Published In: Home Health Care Services Quarterly, 29: 120-137
Study Aim/Purpose: This study investigated the relationship between how family caregivers used in-home respite time and subsequent symptoms of depression. Specifically, the study sought to determine whether there were different effects of respite time used by caregivers for “pleasant activities” versus respite times used to catch up on non-caregiving chores.
Summary of Methods: The study collected information from 74 family caregivers who were living with older adults diagnosed with cognitive impairment or requiring assistance with at least two activities of daily living (ADLs) and receiving 4 hours of in-home respite care from the Caregiver Support Program of a Midwestern Area Agency on Aging (AAA). Information on past use of respite services was obtained from the AAA administrative data. A caregiver questionnaire and telephone interview provided information on the following contextual variables: demographics of caregivers and care recipients; the care recipient’s functional impairment and frequency of behavioral problems; and information on receipt of non AAA caregiving assistance in the past month. Caregivers were also asked to report the amount of time spent on a typical in-home respite day in both discretionary activities (i.e., family interaction, social interaction, religious activities, reading, listening to the radio, watching television, recreation/leisure, and rest/relaxation) and non-care related household chores. Caregiver depressive symptoms were measured using the CES-D 20-item self-report measure.

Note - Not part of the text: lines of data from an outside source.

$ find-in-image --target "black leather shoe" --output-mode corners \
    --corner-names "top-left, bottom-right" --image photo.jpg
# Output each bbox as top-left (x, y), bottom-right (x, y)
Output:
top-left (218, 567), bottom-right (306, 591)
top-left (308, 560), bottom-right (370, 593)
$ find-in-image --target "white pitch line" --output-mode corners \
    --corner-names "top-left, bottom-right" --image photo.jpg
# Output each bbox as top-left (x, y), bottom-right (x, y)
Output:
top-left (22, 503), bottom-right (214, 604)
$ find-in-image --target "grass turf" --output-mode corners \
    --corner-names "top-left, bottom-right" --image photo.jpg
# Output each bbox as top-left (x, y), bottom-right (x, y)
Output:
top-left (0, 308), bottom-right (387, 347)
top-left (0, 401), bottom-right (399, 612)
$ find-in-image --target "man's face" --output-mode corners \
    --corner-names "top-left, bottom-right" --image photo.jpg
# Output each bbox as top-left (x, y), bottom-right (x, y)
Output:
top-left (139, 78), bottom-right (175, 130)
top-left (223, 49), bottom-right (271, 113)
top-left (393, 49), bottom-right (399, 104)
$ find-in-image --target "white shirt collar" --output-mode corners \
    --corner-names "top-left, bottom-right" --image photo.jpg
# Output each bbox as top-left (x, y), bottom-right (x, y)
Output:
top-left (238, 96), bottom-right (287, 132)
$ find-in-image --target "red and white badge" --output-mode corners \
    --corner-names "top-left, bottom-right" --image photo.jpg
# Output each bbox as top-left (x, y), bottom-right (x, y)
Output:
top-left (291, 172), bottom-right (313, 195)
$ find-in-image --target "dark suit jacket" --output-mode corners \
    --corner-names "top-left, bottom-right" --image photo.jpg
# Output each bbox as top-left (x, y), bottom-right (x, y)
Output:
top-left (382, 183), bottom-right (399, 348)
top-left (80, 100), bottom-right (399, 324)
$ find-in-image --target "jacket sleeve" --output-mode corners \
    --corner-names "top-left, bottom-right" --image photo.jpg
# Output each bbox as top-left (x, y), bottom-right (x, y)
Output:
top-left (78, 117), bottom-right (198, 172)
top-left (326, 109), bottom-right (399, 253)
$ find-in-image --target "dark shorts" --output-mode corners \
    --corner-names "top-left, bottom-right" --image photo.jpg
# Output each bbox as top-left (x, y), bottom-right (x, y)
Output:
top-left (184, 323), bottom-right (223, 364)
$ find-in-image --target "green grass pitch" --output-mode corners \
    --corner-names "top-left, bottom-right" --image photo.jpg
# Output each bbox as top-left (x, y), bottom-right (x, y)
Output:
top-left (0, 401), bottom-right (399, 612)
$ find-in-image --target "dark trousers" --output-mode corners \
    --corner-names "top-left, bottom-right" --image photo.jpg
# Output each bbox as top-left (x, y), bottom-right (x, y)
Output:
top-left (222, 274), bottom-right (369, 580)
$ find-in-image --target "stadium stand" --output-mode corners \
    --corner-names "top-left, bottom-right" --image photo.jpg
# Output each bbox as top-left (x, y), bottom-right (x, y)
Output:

Summary of Results: The authors found no significant relationship between contextual variables, care recipient functional impairment and level of behavioral problems or caregiver use of respite time for discretionary activities with caregiver depression level. However, they found a modestly significant relationship between the use of respite time to accomplish non-care related chores and lower levels of caregiver depression, even after controlling for the effects of contextual variables, care recipient functional and behavioral problems, and dosage of respite and prior use of respite.
Study Limitations (as cited by authors): Authors suggested that the lack of relationship between caregiver discretionary time and depression may be due to the fact that when caregivers receive only 4 hours of respite per week, they may prioritize doing chores during respite time and have little opportunity to pursue discretionary activities.
Authors’ Discussion/Conclusions: Authors pointed out that the study does not confirm the directionality of the relationship between respite time spent on chores and depression. That is, caregivers with fewer depressive symptoms may be those who have more energy to complete chores and those with greater depressive symptoms may have less energy and motivation to carry out non-care related chores during respite time. They also note the practical implication of their findings suggesting that advice to caregivers about the benefits of respite should have a balanced emphasis on using the time for pleasant activities with the advantages of catching up on household obligations that they may fall behind on because of the demands of caregiving.